事故から一転、殺人事件に。千葉県富津市で起きた謎だらけの殺人事件を追いました。

先月28日、宍倉拓也さんを保険金目的で殺害した疑いで拓也さんの養父・宍倉靖雄容疑者と佐中佑輔容疑者、金子栄司容疑者が逮捕されました。事件は今年1月、富津市で宍倉容疑者が営む建設会社の従業員で養子の宍倉拓也さんを容疑者の3人が海で溺れさせて殺害した疑いが持たれています。

拓也さんが宍倉容疑者の経営する会社で働き始めたのは4年ほど前。しかし去年、二人の関係に変化が。去年8月に2人は養子縁組をして親子となったのです。複雑な家庭環境で育った拓也さんは養子縁組について、友人に「拾ってもらった」と語っていたといいます。宍倉容疑者について、近隣の住民からはこんな話も聞きました。

近所の住民:「いろんな人が出入りしているから。何人か捕まっているし、今回の(事件とは)関係なく。関わりたくない」

養子に入った宍倉容疑者の生活環境は決して良いものばかりではなかったようです。そして養子縁組が成立した直後、宍倉容疑者はある行動に出ます。

宍倉容疑者は去年8月、拓也さんを養子にした後、立て続けに2つの生命保険を拓也さんに掛けたのです。受取人は宍倉容疑者本人でした。さらに、去年11月には拓也さんの母親が受取人になっていた保険を勝手に変更。受取人を宍倉容疑者に名義変更したのでした。

その後、3人の容疑者はSNSなどを使って殺害計画を練っていたということです。そして、今年1月、宍倉容疑者らは転落死と見せかけるために千葉市内の飲食店で拓也さんに大量の酒を飲ませたということです。その後、4人は車で富津市へ。午前5時前に到着した4人は海岸で釣りをしていました。そして、タイミングを見計らって拓也さんを海へ突き落としたということです。天気が悪い真冬の海で、早朝から釣りをするという不可解な行動。
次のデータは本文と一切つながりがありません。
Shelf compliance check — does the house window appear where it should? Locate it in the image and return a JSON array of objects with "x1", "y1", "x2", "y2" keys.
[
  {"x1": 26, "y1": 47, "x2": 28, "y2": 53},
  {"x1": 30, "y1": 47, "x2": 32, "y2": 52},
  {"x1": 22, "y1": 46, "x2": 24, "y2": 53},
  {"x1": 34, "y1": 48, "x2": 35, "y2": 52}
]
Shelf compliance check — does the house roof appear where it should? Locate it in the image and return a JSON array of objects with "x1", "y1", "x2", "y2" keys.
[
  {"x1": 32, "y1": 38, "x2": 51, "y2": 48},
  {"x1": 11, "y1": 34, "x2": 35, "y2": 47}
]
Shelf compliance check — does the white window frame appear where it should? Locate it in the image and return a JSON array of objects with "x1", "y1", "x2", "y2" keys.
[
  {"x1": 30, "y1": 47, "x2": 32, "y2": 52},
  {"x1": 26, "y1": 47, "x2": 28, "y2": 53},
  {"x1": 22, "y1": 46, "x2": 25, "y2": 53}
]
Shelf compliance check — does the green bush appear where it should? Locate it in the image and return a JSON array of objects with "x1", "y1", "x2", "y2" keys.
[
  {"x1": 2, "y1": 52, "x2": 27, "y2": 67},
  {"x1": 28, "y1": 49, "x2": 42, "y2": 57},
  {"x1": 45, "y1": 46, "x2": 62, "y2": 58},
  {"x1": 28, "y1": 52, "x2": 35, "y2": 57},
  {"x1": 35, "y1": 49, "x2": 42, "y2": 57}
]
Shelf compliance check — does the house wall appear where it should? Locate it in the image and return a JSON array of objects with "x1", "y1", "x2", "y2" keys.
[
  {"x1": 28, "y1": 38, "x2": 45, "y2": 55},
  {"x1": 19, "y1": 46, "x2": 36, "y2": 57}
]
地元の人に話を聞きました。

男性:「荒れてるのに(釣りに)行かないですからね」

女性:「あまりいないですね、やっぱり危険だから。落っこちたら深いでしょ」

初めは事故だと思われていたこの一件。しかし思わぬことから事件の可能性が浮上しました。元は母親が受取人の保険金が去年11月の時点で宍倉容疑者になっていたことが保険会社に問い合わせて発覚したのです。これが捜査のきっかけでした。3つの保険で宍倉容疑者が受け取る金額は合わせて約5000万円。内偵を進めていた警察は保険会社に支払いを遅らせるよう指示。水面下で捜査を進めていたのです。

しかし、捜査は難航します。その理由の1つとして、防犯カメラがなかったことが挙げられています。千葉県警は先月25日、関係先の一斉捜査に踏み切り、宍倉容疑者らから任意で事情を聴いていましたが、容疑が固まったとして先月28日に逮捕しました。捜査関係者によりますと、金子容疑者は「自分が突き落とす役割だったが、ためらった」「佐中容疑者が転落させた」と話しているということです。佐中容疑者は「やっていない」と容疑を否認しているということです。また、逮捕された3人にはそれぞれ借金があったことが分かっています。金子容疑者は宍倉容疑者に借金があり、殺害計画を「断りきれなかった」などとも話しているということです。